No One Likes Surprises at Work

Management is about the rigor and discipline of sticking to the important habits. One of the most important of those is always providing feedback through regular and routine 1-on-1s. It doesn’t matter how busy you think you are, how small your team is, how much you work together daily. What matters is that you schedule this repeating meeting and make sure that you actually stick to it, even if it only takes 15 minutes.

This serves, among other reasons I’ve written about, to minimize surprises. No one likes getting feedback only once things have gotten so bad that you feel you have to say something. Instead of shielding the person you are actually making them feel blindsided. Providing good feedback is a muscle, you have to make sure to practice it regularly, or it’s going to hurt when you really need it.

Too often I’ve seen at clients a manager or executive that spontaneously decided to have a 1-on-1 with someone, even though they don’t do this regularly and not because they had anything specific to talk about. Those, if not communicated properly, can cause even more damage. An employee that gets an invitation out of the blue from the VP Engineering for a 30 minutes chat in a week’s time won’t know what to expect.

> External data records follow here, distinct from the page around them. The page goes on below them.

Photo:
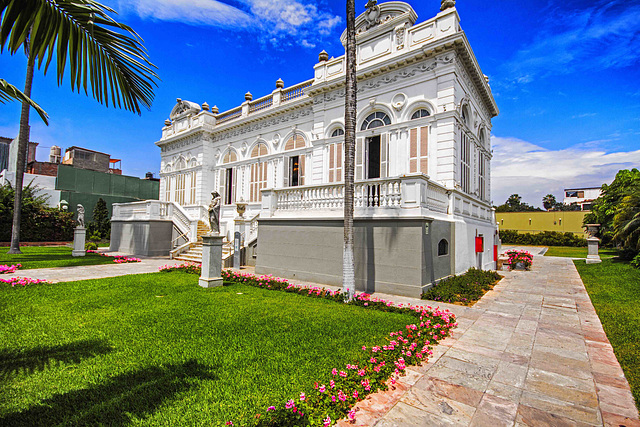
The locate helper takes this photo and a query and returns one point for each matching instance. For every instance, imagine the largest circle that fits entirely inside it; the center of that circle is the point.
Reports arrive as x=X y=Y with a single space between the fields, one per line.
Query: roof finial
x=446 y=4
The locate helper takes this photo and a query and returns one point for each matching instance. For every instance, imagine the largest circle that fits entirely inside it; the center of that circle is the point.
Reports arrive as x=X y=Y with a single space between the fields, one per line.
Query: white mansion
x=422 y=205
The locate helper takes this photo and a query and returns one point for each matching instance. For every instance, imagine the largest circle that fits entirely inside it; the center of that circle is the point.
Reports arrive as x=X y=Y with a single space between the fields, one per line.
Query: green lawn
x=614 y=288
x=156 y=349
x=573 y=252
x=49 y=256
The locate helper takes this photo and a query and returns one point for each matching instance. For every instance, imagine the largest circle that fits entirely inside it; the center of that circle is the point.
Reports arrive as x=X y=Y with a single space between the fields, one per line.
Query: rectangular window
x=229 y=187
x=482 y=177
x=418 y=150
x=465 y=164
x=336 y=156
x=258 y=181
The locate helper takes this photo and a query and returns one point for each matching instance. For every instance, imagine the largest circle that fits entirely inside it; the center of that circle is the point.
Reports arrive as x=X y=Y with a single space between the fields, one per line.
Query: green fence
x=85 y=187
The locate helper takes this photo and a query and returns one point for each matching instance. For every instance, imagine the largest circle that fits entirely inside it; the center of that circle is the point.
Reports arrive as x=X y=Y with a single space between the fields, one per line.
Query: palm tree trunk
x=348 y=265
x=23 y=147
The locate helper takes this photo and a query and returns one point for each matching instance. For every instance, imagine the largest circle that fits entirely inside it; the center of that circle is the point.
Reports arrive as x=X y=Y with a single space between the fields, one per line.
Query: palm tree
x=626 y=222
x=114 y=63
x=348 y=264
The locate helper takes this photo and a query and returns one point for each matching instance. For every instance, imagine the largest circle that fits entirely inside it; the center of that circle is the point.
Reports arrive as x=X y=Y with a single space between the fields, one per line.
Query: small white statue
x=214 y=212
x=80 y=216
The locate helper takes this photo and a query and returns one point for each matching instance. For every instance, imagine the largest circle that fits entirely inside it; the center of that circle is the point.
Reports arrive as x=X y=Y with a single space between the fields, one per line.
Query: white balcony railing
x=370 y=197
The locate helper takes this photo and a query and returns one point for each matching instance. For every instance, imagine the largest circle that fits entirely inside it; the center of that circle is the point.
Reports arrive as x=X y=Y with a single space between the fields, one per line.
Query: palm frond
x=101 y=53
x=9 y=92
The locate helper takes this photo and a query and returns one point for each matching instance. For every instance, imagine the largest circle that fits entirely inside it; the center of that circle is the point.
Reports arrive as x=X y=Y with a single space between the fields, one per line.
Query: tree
x=350 y=106
x=549 y=201
x=114 y=64
x=610 y=203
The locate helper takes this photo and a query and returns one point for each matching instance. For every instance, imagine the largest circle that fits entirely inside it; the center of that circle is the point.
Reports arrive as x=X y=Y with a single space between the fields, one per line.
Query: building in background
x=82 y=177
x=581 y=196
x=539 y=221
x=423 y=155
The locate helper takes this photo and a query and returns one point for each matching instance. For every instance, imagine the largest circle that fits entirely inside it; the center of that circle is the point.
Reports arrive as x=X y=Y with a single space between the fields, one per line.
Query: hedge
x=546 y=238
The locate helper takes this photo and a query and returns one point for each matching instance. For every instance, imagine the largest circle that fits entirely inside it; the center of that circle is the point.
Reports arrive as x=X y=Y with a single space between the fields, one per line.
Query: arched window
x=443 y=247
x=229 y=157
x=295 y=141
x=423 y=112
x=337 y=132
x=259 y=150
x=375 y=120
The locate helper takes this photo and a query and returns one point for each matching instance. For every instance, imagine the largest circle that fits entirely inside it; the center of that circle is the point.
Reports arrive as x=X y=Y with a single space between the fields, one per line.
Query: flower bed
x=523 y=258
x=118 y=259
x=377 y=368
x=8 y=269
x=22 y=281
x=464 y=289
x=189 y=267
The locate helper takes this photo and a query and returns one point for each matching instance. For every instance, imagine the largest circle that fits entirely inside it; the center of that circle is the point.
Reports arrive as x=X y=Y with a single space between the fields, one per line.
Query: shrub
x=90 y=246
x=546 y=238
x=516 y=257
x=464 y=289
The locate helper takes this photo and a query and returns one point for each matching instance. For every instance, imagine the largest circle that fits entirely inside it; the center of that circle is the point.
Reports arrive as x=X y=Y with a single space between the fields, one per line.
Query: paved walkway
x=532 y=352
x=83 y=272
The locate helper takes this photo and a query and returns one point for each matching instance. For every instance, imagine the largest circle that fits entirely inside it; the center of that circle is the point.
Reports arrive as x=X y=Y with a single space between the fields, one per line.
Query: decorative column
x=79 y=234
x=211 y=261
x=592 y=244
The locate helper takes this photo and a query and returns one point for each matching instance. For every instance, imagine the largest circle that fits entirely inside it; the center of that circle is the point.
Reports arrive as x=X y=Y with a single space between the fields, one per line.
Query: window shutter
x=413 y=150
x=286 y=161
x=424 y=149
x=359 y=159
x=234 y=174
x=221 y=183
x=384 y=163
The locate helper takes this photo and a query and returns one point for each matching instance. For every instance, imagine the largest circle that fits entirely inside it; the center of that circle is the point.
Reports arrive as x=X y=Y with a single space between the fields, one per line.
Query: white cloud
x=277 y=22
x=533 y=171
x=602 y=36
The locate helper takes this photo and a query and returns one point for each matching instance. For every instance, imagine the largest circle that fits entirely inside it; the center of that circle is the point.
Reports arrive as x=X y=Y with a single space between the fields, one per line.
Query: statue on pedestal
x=214 y=212
x=80 y=220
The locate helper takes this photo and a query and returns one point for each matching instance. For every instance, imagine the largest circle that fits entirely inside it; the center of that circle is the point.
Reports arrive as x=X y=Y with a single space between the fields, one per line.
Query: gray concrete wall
x=391 y=256
x=144 y=238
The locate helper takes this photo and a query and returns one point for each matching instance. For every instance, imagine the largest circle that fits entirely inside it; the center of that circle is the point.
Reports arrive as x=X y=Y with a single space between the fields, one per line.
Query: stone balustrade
x=371 y=197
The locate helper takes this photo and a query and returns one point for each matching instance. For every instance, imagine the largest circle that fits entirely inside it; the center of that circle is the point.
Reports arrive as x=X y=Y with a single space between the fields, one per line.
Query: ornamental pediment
x=184 y=108
x=378 y=18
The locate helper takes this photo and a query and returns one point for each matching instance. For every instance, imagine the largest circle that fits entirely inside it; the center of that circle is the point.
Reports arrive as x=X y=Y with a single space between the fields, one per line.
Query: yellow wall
x=535 y=222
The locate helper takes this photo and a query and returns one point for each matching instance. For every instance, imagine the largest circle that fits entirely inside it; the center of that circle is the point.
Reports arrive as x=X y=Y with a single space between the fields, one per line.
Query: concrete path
x=68 y=274
x=532 y=352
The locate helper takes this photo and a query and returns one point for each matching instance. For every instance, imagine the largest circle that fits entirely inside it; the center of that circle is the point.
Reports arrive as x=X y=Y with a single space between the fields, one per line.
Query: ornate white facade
x=423 y=147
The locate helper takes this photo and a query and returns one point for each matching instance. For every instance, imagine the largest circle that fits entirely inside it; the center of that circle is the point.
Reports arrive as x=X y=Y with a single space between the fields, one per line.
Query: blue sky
x=565 y=75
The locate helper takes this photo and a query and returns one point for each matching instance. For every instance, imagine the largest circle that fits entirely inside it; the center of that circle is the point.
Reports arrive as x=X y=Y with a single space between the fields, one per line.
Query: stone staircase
x=194 y=254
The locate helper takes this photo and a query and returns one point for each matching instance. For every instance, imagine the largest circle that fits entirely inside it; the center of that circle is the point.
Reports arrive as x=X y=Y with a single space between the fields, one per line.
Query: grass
x=465 y=289
x=578 y=252
x=49 y=256
x=614 y=288
x=155 y=349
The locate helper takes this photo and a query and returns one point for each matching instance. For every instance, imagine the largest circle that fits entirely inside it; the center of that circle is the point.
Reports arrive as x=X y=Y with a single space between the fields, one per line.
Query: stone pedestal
x=592 y=254
x=79 y=238
x=211 y=261
x=240 y=231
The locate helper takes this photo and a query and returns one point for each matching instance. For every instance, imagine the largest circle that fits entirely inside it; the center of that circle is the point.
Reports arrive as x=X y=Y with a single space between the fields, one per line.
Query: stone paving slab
x=84 y=272
x=532 y=352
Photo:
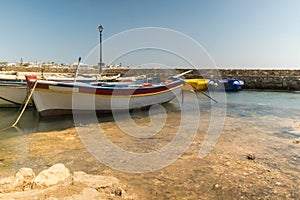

If you do this, you have to remember the way your people think. More often than not, it means that employee is going to be fretting about what news are going to be delivered in the meeting. “Did I do anything wrong?” is the automatic thought process most people go through, and letting them stew in these thoughts for a week is plain stupid. Having 1-on-1s be routine makes it easier on everyone and sets the right expectations all over.

And once you have them, provide both positive and negative feedback regularly. Discuss next actions. That’s how you drive change instead of doing drive-by management.